Lucee.org and HTTPS/TLS


#1

Afternoon all - happy Tuesday.

Is there any reason we’re not using HTTPS/TLS for lucee.org at present? :unlock:
…and if not, anything we/others can volunteer to do to help you get to that place?

Particularly concerned with JAR downloads from cdn.lucee.org. SHA checksums served from behind HTTPS would be a great addition for ensuring the validity of any JAR downloads.

Cheers. :beers:


#2

oh yeah! i’m guessing it might be a bit complicated for lucee due to the quirky need to import certificates via the admin? anyone know why this manual process is (still) needed, especially given the world has moved to https in the last few years

here’s the relevant bug
https://luceeserver.atlassian.net/browse/LDEV-1506


#3

@Zac_Spitzer - there is no need to import the certificates into the admin for Trusted TLS certificates, that is only for untrusted certificates like self signed ones… As long as the version of Java you are using is not outdated you should never need to import any certificates signed by a trusted certificate authority.

The cdn.lucee.org site is redirected to Amazon CloudFront: http://d8yjolse1mixx.cloudfront.net/ it is really easy to setup CloudFront to serve a HTTPS - you can even generate and manage the certificate for free all from within CloudFront as well.
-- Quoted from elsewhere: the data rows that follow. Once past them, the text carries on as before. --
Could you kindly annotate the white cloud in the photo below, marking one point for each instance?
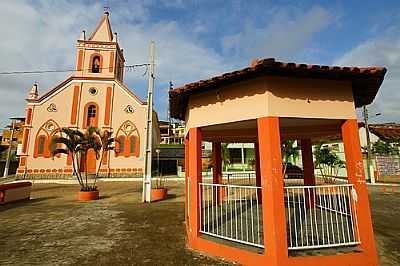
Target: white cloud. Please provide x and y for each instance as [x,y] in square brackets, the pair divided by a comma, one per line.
[42,35]
[285,35]
[384,51]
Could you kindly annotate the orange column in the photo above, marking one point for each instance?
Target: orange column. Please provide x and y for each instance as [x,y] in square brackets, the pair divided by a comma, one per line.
[355,173]
[217,169]
[308,171]
[274,221]
[186,142]
[258,171]
[194,178]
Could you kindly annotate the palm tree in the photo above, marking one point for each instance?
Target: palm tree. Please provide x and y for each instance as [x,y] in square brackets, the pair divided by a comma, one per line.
[226,156]
[328,162]
[76,144]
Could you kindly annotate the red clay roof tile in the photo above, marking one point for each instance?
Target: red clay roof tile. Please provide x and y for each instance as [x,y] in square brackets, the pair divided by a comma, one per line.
[365,81]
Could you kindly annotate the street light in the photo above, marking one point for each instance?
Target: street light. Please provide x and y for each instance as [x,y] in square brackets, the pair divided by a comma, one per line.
[158,161]
[370,175]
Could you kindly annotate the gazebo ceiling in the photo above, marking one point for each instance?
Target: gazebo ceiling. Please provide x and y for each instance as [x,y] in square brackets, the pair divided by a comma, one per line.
[290,128]
[365,81]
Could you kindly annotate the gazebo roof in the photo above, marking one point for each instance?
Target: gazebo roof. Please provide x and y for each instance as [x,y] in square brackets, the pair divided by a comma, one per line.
[365,80]
[387,131]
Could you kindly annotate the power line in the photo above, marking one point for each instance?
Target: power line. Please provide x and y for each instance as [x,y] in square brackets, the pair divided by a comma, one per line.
[128,67]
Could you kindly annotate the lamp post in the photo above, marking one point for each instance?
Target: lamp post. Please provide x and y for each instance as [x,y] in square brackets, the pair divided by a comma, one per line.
[7,166]
[370,174]
[158,161]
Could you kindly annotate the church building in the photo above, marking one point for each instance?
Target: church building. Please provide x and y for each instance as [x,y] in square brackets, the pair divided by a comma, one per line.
[94,96]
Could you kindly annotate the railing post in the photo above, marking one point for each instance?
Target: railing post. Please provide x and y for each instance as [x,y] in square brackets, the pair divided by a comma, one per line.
[217,169]
[274,221]
[355,173]
[308,171]
[258,171]
[194,178]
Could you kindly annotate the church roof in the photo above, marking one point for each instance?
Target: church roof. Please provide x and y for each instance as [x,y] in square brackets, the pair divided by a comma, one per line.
[365,80]
[63,84]
[103,32]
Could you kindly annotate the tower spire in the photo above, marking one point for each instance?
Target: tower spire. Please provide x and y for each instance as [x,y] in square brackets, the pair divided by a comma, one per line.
[33,94]
[106,10]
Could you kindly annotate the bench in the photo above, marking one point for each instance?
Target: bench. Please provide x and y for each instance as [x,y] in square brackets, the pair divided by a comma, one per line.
[15,191]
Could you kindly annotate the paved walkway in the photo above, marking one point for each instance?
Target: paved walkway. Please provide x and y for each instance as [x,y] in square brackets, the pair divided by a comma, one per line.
[54,229]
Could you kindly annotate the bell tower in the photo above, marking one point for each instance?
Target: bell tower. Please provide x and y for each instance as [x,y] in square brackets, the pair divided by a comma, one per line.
[100,55]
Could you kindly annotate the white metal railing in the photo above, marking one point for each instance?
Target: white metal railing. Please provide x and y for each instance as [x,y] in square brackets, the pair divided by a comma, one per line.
[321,216]
[232,212]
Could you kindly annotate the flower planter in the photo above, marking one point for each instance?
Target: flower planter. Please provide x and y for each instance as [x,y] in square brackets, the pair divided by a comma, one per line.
[88,195]
[158,194]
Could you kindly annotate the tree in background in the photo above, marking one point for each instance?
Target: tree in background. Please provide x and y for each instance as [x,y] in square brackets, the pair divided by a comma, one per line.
[290,153]
[383,147]
[226,156]
[76,144]
[328,162]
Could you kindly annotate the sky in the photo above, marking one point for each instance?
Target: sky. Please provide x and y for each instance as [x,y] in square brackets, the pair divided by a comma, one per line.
[199,39]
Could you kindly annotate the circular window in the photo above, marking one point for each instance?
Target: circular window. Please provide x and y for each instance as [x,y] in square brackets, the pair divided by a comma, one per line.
[93,91]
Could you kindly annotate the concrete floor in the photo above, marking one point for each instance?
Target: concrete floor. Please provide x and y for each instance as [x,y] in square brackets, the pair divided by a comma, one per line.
[54,229]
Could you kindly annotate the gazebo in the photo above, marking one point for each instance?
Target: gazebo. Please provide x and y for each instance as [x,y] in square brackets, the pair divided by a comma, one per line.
[268,221]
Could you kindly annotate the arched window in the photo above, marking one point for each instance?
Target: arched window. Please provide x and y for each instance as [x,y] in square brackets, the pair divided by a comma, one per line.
[43,139]
[41,145]
[96,64]
[120,145]
[91,115]
[132,145]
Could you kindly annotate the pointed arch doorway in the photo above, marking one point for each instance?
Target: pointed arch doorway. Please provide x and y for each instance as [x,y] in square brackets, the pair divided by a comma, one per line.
[88,162]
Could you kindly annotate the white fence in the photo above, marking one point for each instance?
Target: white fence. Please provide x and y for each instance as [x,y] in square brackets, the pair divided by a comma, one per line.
[321,216]
[232,212]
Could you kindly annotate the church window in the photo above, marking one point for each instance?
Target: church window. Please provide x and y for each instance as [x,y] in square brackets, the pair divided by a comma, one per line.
[93,91]
[41,143]
[96,64]
[128,141]
[91,115]
[120,145]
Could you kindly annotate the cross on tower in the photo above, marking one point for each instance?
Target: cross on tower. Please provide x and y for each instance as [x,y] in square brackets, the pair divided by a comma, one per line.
[106,10]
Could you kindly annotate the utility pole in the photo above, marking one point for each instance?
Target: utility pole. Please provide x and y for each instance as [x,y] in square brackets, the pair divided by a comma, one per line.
[149,129]
[370,175]
[9,149]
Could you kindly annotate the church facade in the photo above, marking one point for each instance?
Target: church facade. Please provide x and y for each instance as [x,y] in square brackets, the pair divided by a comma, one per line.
[94,96]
I do this for cfdocs.org which is served by cloud front using https. All you have to do is click edit on General Settings, then click the button to generate a certificate using ACM (Amazon Certificate Manager). Here’s a screenshot:

You can see there that the server will require a client capable of SNI, which should be fine on any Java 8+ server. Even if you decide not to default cdn.lucee.org to HTTPS - it should at least support https.

As a workaround you can change http://d8yjolse1mixx.cloudfront.net/ to https://d8yjolse1mixx.cloudfront.net/ but who is to say that d8yjolse1mixx.cloudfront.net is the correct hostname? – I got that from an unsecured request to cdn.lucee.org


#4

:point_up: +1 .

(Thanks for the bug link)

Being able to compare checksum after download would be a very welcome feature - but of course completely useless unless we can verify the checksum itself hasn’t been tampered with.

Bonus points for enabling DNSSEC at the same time.


#5

thanks Pete, it’s late night here down under and I had a brain fade :blush:

I just checked and according to the headers the lucee.org web server is also running what appears to be a four year old version of nginx/1.4.6 which was released way back in 04 Mar 2014 http://nginx.org/en/CHANGES-1.4


#6

Updating the whole stack is on our TODO list.


#7

An easy fix for this is to just use Cloudflare as CDN in front of what you have. That’s how I am handling a bunch of “gotta update the whole thing” resources.

Mark Drew


#8

Cloudflare is great - but only if you run with “Full (Strict)” to the Origin, and thus ensure valid TLS for the whole journey. Unfortunately many people are setting it up in either “Flexible” or “Full” mode, neither of which is secure, whilst masking the issue from the end user.

  • Flexible creates a HTTP connection (non-SSL) between Cloudflare and your Origin. Whilst that mitigates the chances of a MITM between Consumer + Cloudflare, it does nothing to prevent MITM between Cloudflare + Origin (Lucee.org).

  • Full at least uses TLS between Cloudflare + Origin, but doesn’t verify the certificate is valid. As such this also doesn’t prevent a MITM attack between Cloudflare <=> Origin.

By implementing IP blocks, and authenticated origin pulls, for Lucee.org (where it’s mostly GET requests) you can mitigate this to some extent, however not for critical data travelling in both directions.


#9

is this ever going to happen? ideally the next RC should be configured to update over https urls, otherwise this can will just keep on getting kicked down the road


#10

Also chasing any update on this?

More than happy to volunteer time to point you in the right direction if it helps.